Fortunately the third segment has a bridge. But before reaching it I am hailed by a couple. Off track, they bogged their vehicle in a mud while trying to cross a stream. We try to push the vehicle but we are not able to extract it completely. Help seems to be on the way. I prepare a tea without salt. But unfortunately our rescuers are blocked because of puncture. So we continue our waiting playing card. After a while, two guys come out of the thickets draped in a traditional deel. They try to keep horses apparently not yet trained.

After attaching their animals, they come to lend us a hand. We finally manage to get the car out of his fate. The young couple invites me to load my bike to join the village and offer me hospitality. We stop on the way to help repair the tubes of our supposed rescuers with the tires of their (two) flat bikes. I am welcomed in a traditional yurt, with the left place reserved for the guests. As usual the meal is hearty and the vodka generous. Some of their friends join us for the evening. 

I say goodbye in the early morning when the whole community has joined us. I'm always walking along the river, full of yellowed willows, hard to think I'm a few miles from the city. 

After a jump, I finally see the capital that I overlook.

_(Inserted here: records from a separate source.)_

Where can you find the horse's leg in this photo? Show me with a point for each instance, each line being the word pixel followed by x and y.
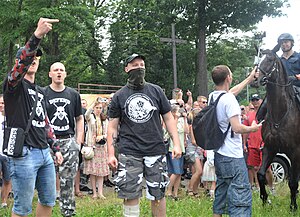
pixel 293 184
pixel 268 155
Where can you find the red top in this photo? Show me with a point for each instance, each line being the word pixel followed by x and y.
pixel 254 138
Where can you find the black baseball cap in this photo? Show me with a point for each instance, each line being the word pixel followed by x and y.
pixel 132 57
pixel 255 97
pixel 19 52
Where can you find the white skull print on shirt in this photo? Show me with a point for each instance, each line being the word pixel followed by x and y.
pixel 139 108
pixel 60 119
pixel 39 120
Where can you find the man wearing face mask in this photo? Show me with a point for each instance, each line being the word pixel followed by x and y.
pixel 134 119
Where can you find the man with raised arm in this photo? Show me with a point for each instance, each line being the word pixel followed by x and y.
pixel 35 169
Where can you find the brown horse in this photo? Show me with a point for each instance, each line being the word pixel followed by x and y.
pixel 281 129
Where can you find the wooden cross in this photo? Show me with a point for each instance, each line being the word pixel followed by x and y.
pixel 174 40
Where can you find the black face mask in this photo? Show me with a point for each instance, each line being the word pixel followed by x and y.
pixel 136 78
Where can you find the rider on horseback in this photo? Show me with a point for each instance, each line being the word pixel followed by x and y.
pixel 290 58
pixel 291 61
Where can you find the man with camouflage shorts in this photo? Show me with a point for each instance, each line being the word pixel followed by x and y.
pixel 135 119
pixel 64 110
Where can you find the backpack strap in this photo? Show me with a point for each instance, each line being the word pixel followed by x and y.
pixel 215 104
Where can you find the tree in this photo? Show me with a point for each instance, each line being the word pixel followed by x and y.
pixel 218 17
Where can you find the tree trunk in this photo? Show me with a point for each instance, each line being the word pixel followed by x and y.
pixel 201 75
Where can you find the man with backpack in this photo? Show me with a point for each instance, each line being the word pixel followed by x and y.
pixel 233 192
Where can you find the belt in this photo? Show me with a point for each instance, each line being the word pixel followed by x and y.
pixel 64 136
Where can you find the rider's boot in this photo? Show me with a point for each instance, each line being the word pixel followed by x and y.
pixel 262 111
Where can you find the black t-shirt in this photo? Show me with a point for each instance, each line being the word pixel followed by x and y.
pixel 62 108
pixel 19 102
pixel 140 132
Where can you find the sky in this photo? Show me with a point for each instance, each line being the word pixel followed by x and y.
pixel 275 26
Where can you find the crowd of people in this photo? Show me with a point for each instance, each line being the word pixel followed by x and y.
pixel 136 133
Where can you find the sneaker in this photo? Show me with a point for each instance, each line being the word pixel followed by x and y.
pixel 4 205
pixel 273 191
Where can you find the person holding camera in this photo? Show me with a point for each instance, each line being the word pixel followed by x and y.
pixel 97 167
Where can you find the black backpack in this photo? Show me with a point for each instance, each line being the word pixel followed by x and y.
pixel 206 128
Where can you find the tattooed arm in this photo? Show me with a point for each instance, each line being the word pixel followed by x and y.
pixel 112 135
pixel 172 129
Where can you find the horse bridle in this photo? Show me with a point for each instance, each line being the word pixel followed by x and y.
pixel 265 80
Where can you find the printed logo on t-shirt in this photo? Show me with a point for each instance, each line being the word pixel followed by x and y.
pixel 39 111
pixel 139 108
pixel 60 120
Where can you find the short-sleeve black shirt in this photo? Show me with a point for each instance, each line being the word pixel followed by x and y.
pixel 62 108
pixel 19 102
pixel 140 132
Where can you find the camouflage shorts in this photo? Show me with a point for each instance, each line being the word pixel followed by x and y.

Ulaan Bator stands like a boil in the middle of the steppe. The sight of this polluted agglomeration after these days spent in nature is not very pleasant. A cloud emerges from the two main coal power plants located in the middle of the city. The weather is not good, which gives an even duller shade to this vision. 

Traffic is quickly very dense and air little breathable but I finally reach my base. Undral runs a very nice little hostel on the outskirts of the city center. A French couple (traveling for more than years) is preparing an apple-rhubarb crumble. Nothing like home to feel like home. 

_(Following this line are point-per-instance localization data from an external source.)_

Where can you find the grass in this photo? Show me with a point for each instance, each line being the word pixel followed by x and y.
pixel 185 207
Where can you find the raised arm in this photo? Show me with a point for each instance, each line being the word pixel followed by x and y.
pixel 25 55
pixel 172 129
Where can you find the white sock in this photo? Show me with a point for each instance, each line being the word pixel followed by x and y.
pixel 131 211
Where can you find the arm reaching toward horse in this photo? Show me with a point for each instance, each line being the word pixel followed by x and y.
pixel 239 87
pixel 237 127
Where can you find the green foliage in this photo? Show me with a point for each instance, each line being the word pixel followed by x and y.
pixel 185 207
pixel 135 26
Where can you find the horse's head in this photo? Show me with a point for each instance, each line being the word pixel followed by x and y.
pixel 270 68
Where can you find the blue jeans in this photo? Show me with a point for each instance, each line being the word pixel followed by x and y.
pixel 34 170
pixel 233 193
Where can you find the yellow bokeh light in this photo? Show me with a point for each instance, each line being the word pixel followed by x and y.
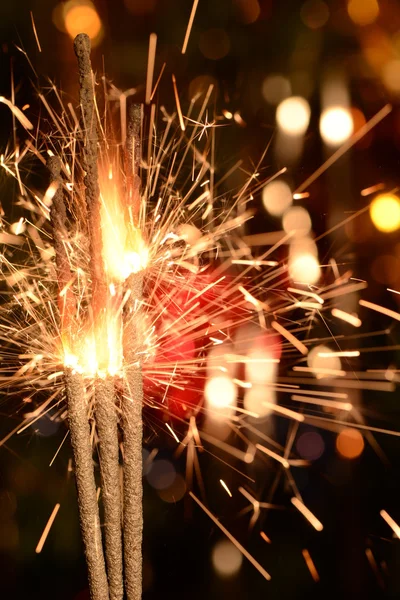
pixel 385 212
pixel 226 559
pixel 350 443
pixel 336 125
pixel 277 197
pixel 363 12
pixel 80 16
pixel 391 75
pixel 293 115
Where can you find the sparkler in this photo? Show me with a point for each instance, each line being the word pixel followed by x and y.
pixel 141 320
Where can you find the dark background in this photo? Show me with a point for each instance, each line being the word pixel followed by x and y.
pixel 347 495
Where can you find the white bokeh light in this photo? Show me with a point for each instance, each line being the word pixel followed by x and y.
pixel 336 125
pixel 226 558
pixel 293 115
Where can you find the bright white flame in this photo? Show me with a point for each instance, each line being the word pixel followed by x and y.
pixel 293 115
pixel 336 125
pixel 277 197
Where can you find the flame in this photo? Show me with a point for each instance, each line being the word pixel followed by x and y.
pixel 124 249
pixel 93 359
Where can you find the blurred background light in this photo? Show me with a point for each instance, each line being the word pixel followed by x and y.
pixel 277 197
pixel 81 16
pixel 391 75
pixel 336 125
pixel 314 13
pixel 350 443
pixel 226 559
pixel 297 221
pixel 275 88
pixel 363 12
pixel 293 115
pixel 385 212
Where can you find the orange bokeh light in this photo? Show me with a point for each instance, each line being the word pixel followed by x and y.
pixel 350 443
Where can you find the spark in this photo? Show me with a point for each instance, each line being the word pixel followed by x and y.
pixel 189 27
pixel 18 114
pixel 360 133
pixel 290 337
pixel 150 66
pixel 35 32
pixel 391 522
pixel 381 309
pixel 172 432
pixel 178 104
pixel 232 539
pixel 46 530
pixel 312 519
pixel 228 491
pixel 310 564
pixel 344 316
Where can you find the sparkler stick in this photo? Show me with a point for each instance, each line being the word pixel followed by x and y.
pixel 105 410
pixel 77 406
pixel 133 396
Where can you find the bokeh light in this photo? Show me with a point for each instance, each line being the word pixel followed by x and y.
pixel 275 88
pixel 214 43
pixel 391 75
pixel 226 559
pixel 220 392
pixel 277 197
pixel 81 16
pixel 363 12
pixel 293 115
pixel 314 13
pixel 385 212
pixel 350 443
pixel 297 221
pixel 336 125
pixel 310 445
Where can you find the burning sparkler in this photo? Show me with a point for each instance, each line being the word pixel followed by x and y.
pixel 134 313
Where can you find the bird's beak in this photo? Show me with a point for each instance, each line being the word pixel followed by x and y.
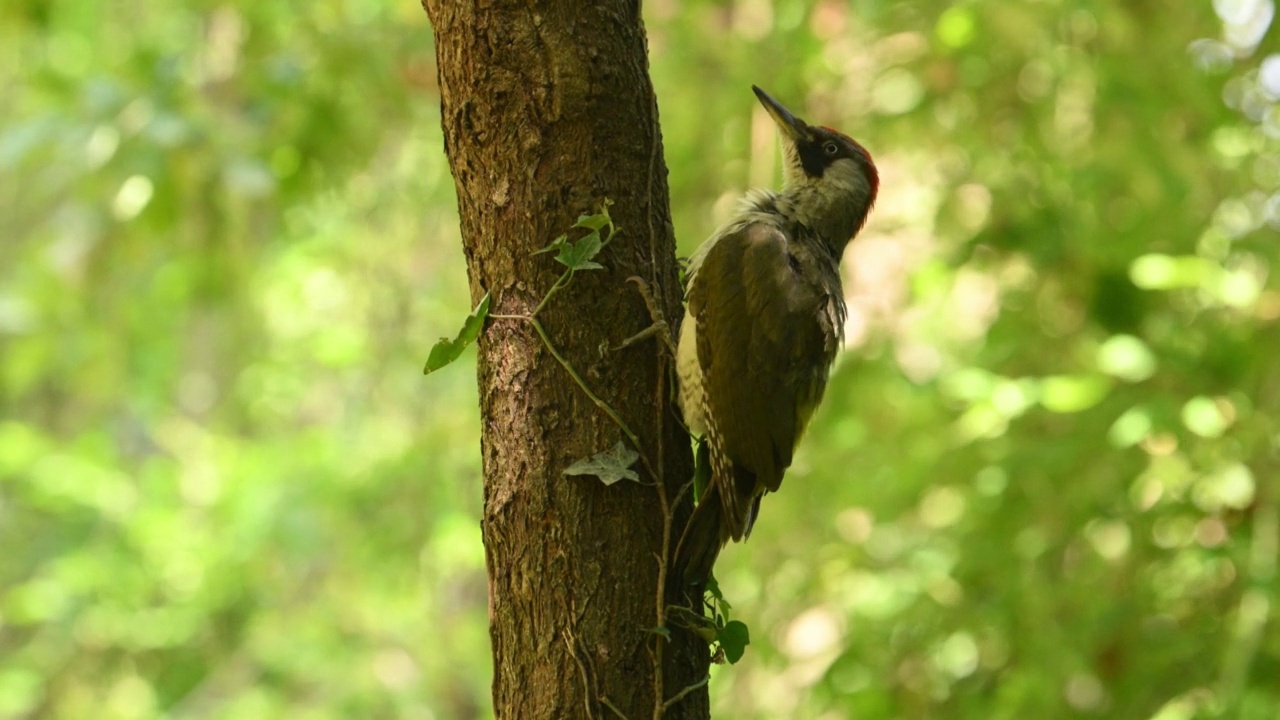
pixel 792 127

I then go for a meal in the city center. I meet a friend from Serre Chevalier, with a small expatriate group for the evening. Kim, who has been living in the city for almost a year, managed to get me a contact for the physio on hand project. This was not an easy task since physiotherapy is a nascent profession in the country, with only one school that has not yet produced its first graduates. Also, teaching seems to remain very focused on traditional medicine for lack of Western influence. 

Sol, a Filipino physiotherapist who has been in Ulaanbaatar for almost ten years, will have the opportunity to present me the situation the next day.  

On Sunday, I manage to join a group to go near Terelj, in the eponymous national park, not far from the capital. A camp of yurts offers here horseback riding and I will have the opportunity to ride a few hours through the yellowing larch and a landscape that is lost on the horizon. 

On my return, another friend of Serre Chevalier whom I meet again, Sophie, coincidentally that our paths cross just at this moment. 

The next day Kim invites me to accompany him in the district of yurts, far from the buildings of the city center. Kim leads an architectural project in Ulaanbaatar. She conceptualized a yurt with a low environmental impact while respecting the traditional aspect.

нохой хорио! Mongolia

In winter, the Mongolian capital is at the top of the list of the most polluted cities in the world far ahead of Beijing. A particle concentration of up to five times the dangerous limit set by WHO.

Most of this population comes from burning coal to heat these poorly insulated yurts. In addition to architecture, Kim has integrated many aspects of local life into her project, making it complete and exciting. The opportunity also for me to discover these little-known neighborhoods of tourism and which nevertheless represents two-thirds of the population. Unpaved roads, no sanitation, the supply of drinking water is often done through wells ... A totally different atmosphere. 

Last days for me at the capital. I naturally find some travelers crossed earlier and others to find later. I am waiting to take the train to head south and begin a journey across mainland China on the East Coast before reaching Southeast Asia.